Gas Gas Gas Gas

Written by Pieter Jan on May 11, 2020 — 3 min read

At: Grand Anse Bay, Grenada

The picture below perfectly captures why I despair about the future of the human species. You’re looking at cooking gas bottle regulators — the things that expand the gas safely so your boat doesn’t explode.

4 different cooking gas regulators. We actually have two more, not pictured.
4 different cooking gas regulators. We actually have two more, not pictured.

Almost every country in the world has their own type of gas valve. Why is this a problem? Apart from seriously triggering my aversion for inefficiency, all gas merchants give you a full bottle when you return an empty one. If the empty one has the wrong valve, they won’t accept it and you’ll have to buy the gas and the bottle — which is usually ridiculously expensive.

I have another beef with gas bottles: in some countries they’re ultra cheap, in other countries they’re positively extortionate. You never know what you’re going to get. For the rest of the story, keep in mind that the amount of gas we buy should cost €5 per bottle.

The story of the gas bottles

We got a Greek gas bottle when we bought the boat. The previous owner didn’t really know how much gas was left, but looking back it must have been almost full.

The Greek bottle ran out in Sardinia. Strangely enough, Sardinia and Greece use the same gas valves, so we naively thought that all the countries in the world use the same valves on their bottles. Oh how wrong we were. We spent €20 on a slightly smaller replacement bottle.

In Spain, I tried to buy an extra bottle in several places. They just flat-out refused to sell me one.

In Morroco, we bought a second gas bottle, because we didn’t want to run out of cooking gas in the middle of the ocean. It looked as if it had the same valve as the Sardinian one. Bottle + gas: €10.

The Italian bottle was finished in Las Palmas. When I tried to fit the Greek regulator on the Moroccan bottle, I discovered its valve’s diameter was 1mm larger. We bought a new Spanish bottle and regulator for €70.

In Cape Verde, we hoped to find that they would use Africa-style bottles. Nope. Portuguese bottles here. We left the full Moroccan bottle ashore for a lucky finder and bought a Portuguese bottle and regulator for €52.

We ran out of the Spanish gas in Tobago. I didn’t want to deal with the heavy Tobagan bottles, so I neglected the issue.

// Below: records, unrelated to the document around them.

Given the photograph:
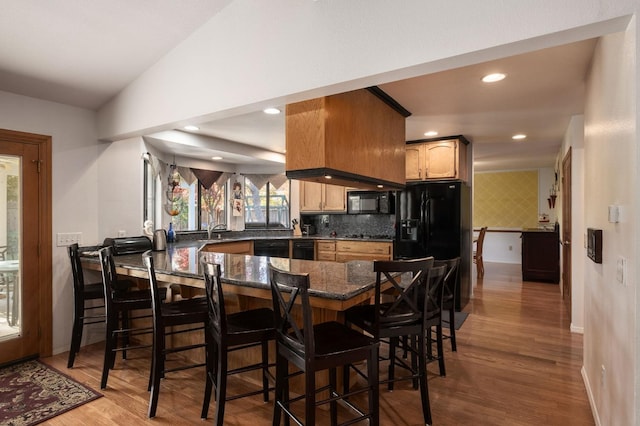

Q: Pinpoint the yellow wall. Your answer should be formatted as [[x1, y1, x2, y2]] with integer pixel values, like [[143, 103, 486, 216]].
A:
[[473, 170, 538, 228]]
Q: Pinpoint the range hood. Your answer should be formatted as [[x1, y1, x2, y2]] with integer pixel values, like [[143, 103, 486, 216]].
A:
[[286, 87, 411, 189]]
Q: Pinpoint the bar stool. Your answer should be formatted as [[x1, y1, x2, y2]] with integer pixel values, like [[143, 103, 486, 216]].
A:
[[67, 243, 134, 368], [269, 265, 380, 425], [98, 247, 167, 389], [344, 257, 445, 424], [142, 250, 210, 418], [201, 258, 275, 426], [436, 257, 460, 352]]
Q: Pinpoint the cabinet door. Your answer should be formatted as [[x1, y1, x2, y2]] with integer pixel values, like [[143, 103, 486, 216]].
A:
[[322, 185, 347, 212], [300, 181, 323, 212], [425, 140, 458, 179], [405, 144, 423, 180]]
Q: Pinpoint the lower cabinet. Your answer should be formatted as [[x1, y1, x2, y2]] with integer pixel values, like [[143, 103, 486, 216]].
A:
[[522, 230, 560, 284], [202, 241, 253, 255], [316, 240, 393, 262]]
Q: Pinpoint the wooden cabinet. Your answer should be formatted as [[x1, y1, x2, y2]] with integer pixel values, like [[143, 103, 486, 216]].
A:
[[316, 240, 393, 262], [300, 181, 347, 213], [202, 241, 253, 255], [336, 241, 393, 262], [522, 230, 560, 284], [316, 240, 336, 262], [405, 136, 468, 181]]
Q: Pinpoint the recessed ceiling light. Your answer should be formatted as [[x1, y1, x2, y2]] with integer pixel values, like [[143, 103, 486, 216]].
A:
[[482, 72, 507, 83]]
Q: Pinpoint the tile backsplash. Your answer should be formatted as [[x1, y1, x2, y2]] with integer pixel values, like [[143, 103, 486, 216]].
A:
[[301, 214, 396, 238]]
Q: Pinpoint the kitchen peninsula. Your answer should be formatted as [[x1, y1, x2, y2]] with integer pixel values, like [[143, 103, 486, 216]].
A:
[[83, 241, 390, 312]]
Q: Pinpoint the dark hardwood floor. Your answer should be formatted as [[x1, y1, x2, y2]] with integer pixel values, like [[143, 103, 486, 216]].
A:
[[43, 263, 594, 426]]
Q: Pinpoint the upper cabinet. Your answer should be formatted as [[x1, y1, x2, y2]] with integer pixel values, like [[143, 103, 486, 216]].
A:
[[406, 136, 469, 181], [300, 181, 347, 213], [285, 87, 410, 189]]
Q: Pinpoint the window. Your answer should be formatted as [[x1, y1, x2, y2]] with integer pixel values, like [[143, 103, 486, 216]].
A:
[[142, 158, 162, 228], [244, 178, 290, 228], [200, 183, 227, 230]]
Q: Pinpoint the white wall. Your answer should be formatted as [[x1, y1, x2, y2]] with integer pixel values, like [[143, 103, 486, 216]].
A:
[[98, 0, 637, 139], [574, 24, 639, 425], [0, 92, 104, 353]]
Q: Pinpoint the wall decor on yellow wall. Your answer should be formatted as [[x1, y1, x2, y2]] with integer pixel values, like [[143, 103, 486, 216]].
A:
[[473, 170, 538, 228]]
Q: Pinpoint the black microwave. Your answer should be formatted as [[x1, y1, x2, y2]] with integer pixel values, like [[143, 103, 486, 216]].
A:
[[347, 191, 395, 214]]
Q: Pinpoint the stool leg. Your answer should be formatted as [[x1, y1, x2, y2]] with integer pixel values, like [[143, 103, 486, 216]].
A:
[[213, 347, 229, 426], [449, 306, 458, 352], [418, 335, 431, 425], [67, 301, 84, 368], [367, 345, 380, 426]]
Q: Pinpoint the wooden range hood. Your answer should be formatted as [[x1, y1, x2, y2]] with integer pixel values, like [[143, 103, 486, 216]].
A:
[[286, 87, 411, 189]]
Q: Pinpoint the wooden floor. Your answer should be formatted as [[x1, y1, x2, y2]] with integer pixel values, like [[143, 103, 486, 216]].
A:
[[43, 263, 594, 426]]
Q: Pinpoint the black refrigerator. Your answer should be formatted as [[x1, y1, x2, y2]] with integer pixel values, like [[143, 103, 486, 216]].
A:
[[394, 182, 472, 311]]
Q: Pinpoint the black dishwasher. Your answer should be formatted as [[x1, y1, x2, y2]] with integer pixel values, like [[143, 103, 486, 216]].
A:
[[253, 240, 289, 259], [291, 240, 315, 260]]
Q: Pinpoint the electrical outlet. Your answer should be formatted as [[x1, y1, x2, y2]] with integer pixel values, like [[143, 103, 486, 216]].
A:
[[56, 232, 82, 247]]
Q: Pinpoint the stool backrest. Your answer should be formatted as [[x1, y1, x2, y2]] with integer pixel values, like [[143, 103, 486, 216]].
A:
[[142, 250, 164, 329], [67, 243, 84, 298], [98, 246, 118, 318], [269, 264, 315, 358], [200, 259, 227, 337], [373, 257, 434, 330]]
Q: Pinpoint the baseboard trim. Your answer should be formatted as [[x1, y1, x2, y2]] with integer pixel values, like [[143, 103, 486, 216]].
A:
[[580, 365, 602, 426]]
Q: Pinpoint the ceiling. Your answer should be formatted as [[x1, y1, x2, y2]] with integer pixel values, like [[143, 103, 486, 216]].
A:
[[0, 0, 596, 171]]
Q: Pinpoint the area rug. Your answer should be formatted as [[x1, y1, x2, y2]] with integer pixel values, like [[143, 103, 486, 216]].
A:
[[442, 311, 469, 330], [0, 360, 102, 426]]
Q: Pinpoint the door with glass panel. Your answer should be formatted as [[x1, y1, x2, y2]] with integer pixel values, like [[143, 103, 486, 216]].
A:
[[0, 131, 46, 364]]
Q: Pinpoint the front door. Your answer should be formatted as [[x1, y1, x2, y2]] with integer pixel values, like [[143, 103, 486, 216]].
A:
[[0, 130, 51, 365], [561, 148, 571, 316]]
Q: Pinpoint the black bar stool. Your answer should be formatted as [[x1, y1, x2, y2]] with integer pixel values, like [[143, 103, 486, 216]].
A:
[[201, 258, 275, 426], [98, 247, 167, 389], [142, 251, 210, 417], [67, 243, 134, 368], [344, 257, 445, 424], [269, 265, 380, 425]]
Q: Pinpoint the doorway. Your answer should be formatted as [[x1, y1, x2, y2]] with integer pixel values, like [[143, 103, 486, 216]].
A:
[[0, 129, 52, 365], [560, 148, 572, 316]]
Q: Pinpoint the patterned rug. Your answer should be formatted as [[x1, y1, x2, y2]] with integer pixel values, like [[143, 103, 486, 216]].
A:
[[0, 361, 102, 426]]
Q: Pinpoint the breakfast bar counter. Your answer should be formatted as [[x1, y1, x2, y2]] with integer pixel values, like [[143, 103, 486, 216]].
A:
[[83, 245, 390, 312]]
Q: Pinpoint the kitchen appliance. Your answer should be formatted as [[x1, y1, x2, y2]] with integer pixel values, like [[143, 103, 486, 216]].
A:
[[253, 240, 289, 259], [347, 191, 395, 214], [153, 229, 167, 251], [291, 240, 315, 260], [394, 181, 472, 310], [102, 235, 152, 256]]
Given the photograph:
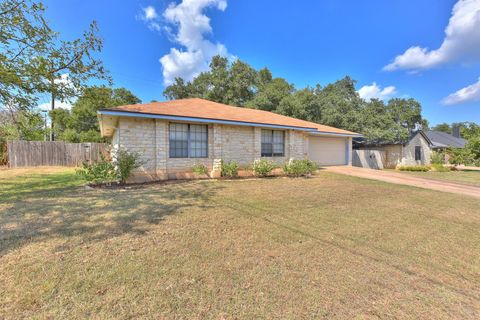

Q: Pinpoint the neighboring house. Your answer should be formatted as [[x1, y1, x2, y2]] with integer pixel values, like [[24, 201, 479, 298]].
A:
[[426, 127, 467, 151], [353, 131, 432, 169], [98, 98, 360, 181]]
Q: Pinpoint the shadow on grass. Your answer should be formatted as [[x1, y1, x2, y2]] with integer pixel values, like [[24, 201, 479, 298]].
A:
[[0, 175, 219, 256]]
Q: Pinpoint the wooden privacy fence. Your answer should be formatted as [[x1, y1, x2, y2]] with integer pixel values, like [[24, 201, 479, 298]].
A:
[[7, 141, 107, 168]]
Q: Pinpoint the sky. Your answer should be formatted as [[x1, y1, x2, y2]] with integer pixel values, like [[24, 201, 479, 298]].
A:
[[41, 0, 480, 125]]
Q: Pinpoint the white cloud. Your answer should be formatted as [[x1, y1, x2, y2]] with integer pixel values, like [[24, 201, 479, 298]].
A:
[[136, 6, 161, 31], [357, 82, 397, 101], [442, 78, 480, 105], [383, 0, 480, 71], [160, 0, 228, 85]]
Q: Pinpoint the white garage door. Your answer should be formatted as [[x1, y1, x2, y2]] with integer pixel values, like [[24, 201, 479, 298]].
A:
[[308, 136, 348, 166]]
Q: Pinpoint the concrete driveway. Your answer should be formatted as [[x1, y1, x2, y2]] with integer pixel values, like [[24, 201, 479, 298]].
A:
[[325, 166, 480, 198]]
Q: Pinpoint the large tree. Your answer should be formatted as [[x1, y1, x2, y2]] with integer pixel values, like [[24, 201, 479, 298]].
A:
[[0, 0, 55, 117]]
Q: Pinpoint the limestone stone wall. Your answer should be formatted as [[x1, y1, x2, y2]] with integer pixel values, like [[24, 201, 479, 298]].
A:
[[112, 117, 308, 181]]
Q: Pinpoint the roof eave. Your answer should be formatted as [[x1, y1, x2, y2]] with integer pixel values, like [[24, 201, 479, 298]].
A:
[[97, 109, 330, 132]]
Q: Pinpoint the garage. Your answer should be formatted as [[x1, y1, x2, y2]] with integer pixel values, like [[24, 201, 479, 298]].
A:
[[308, 136, 349, 166]]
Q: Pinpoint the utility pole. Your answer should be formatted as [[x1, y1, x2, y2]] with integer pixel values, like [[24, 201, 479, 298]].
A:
[[50, 74, 55, 141]]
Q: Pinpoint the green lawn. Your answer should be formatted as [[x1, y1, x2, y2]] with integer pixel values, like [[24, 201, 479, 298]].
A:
[[398, 170, 480, 186], [0, 169, 480, 319]]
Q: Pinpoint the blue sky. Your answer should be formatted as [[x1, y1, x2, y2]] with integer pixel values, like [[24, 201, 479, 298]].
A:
[[45, 0, 480, 124]]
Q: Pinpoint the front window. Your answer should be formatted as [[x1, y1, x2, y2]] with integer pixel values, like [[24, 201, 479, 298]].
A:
[[415, 146, 422, 161], [169, 123, 208, 158], [262, 130, 285, 157]]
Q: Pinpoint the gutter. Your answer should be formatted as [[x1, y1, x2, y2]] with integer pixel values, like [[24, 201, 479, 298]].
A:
[[97, 109, 318, 132]]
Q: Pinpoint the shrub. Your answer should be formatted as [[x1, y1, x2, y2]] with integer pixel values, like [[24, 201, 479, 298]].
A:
[[397, 166, 430, 172], [283, 159, 317, 177], [431, 163, 450, 172], [192, 164, 208, 175], [221, 160, 239, 178], [431, 151, 445, 165], [76, 155, 117, 184], [252, 159, 276, 177], [113, 149, 143, 184]]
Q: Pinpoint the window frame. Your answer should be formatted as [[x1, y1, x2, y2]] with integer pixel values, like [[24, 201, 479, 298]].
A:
[[415, 146, 422, 161], [260, 129, 285, 158], [168, 122, 209, 159]]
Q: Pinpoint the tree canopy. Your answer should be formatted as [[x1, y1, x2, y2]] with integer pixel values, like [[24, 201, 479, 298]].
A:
[[164, 56, 428, 143]]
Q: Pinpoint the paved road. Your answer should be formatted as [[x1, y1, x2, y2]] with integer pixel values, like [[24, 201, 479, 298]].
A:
[[325, 166, 480, 198]]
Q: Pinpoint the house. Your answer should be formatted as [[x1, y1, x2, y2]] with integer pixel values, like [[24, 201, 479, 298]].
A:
[[353, 130, 432, 169], [98, 98, 360, 181], [426, 127, 467, 151]]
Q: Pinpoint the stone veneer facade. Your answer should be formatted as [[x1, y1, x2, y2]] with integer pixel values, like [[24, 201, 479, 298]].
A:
[[112, 117, 308, 182]]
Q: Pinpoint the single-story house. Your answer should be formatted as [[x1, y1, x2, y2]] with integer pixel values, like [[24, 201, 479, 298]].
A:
[[426, 127, 467, 151], [353, 130, 432, 169], [98, 98, 360, 181]]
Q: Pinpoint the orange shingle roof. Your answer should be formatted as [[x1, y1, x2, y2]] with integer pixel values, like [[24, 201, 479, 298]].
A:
[[100, 98, 356, 134]]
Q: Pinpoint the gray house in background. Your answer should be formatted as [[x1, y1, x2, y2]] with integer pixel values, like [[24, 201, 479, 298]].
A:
[[426, 127, 467, 151]]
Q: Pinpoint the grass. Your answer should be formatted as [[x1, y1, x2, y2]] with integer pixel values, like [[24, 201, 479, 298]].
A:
[[399, 170, 480, 186], [0, 169, 480, 319]]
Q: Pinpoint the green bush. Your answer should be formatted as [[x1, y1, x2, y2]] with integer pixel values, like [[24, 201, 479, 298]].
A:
[[283, 159, 318, 177], [221, 160, 239, 178], [430, 151, 445, 165], [252, 159, 276, 177], [76, 155, 117, 184], [397, 166, 430, 172], [431, 163, 450, 172], [192, 164, 208, 175], [113, 149, 143, 184]]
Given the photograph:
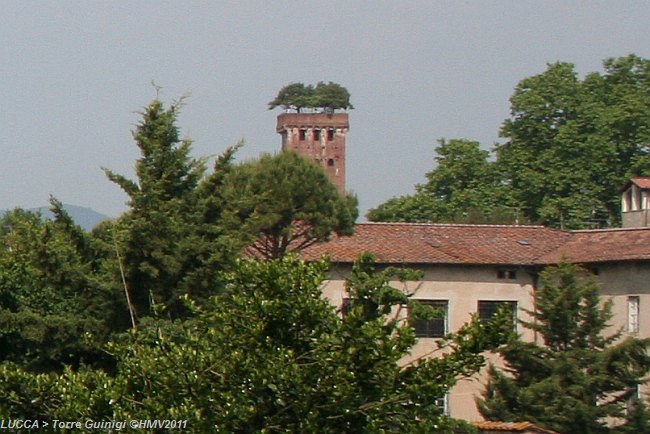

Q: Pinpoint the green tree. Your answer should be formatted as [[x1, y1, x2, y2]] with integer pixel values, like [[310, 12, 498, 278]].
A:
[[478, 263, 650, 434], [269, 83, 314, 113], [0, 199, 118, 372], [312, 81, 354, 111], [224, 151, 357, 258], [0, 256, 504, 433], [104, 100, 205, 316], [496, 55, 650, 228], [367, 139, 517, 223], [268, 81, 354, 113]]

We ran out of gas on Mother’s Day in Grenada. Luckily, we still had an small emergency Campingaz canister. The day after, I found a car maintenance station that also sold gas bottles. When I arrived with my two empty bottles — the Spanish and the Portuguese ones — the guy started making a fuss:

“These have a wrong type of valve!”

“I know, sir. I don’t want to exchange them, I just want to buy new ones.”

“But these have THE WRONG TYPE OF VALVE!”

“I know, sir. I don’t want to exchange them, I just want to buy new ones.”

“We’re not taking these bottles!”

“I’ll just throw them in the trash then.”

“You’re throwing these away?”

“Yes.”

“Oh, you can leave them here. How many new ones you want?”

I walked out with two full bottles and a regulator for €30. Probably the best deal yet.

 

 

PS: There are over 50 valve types for cooking gas in the world.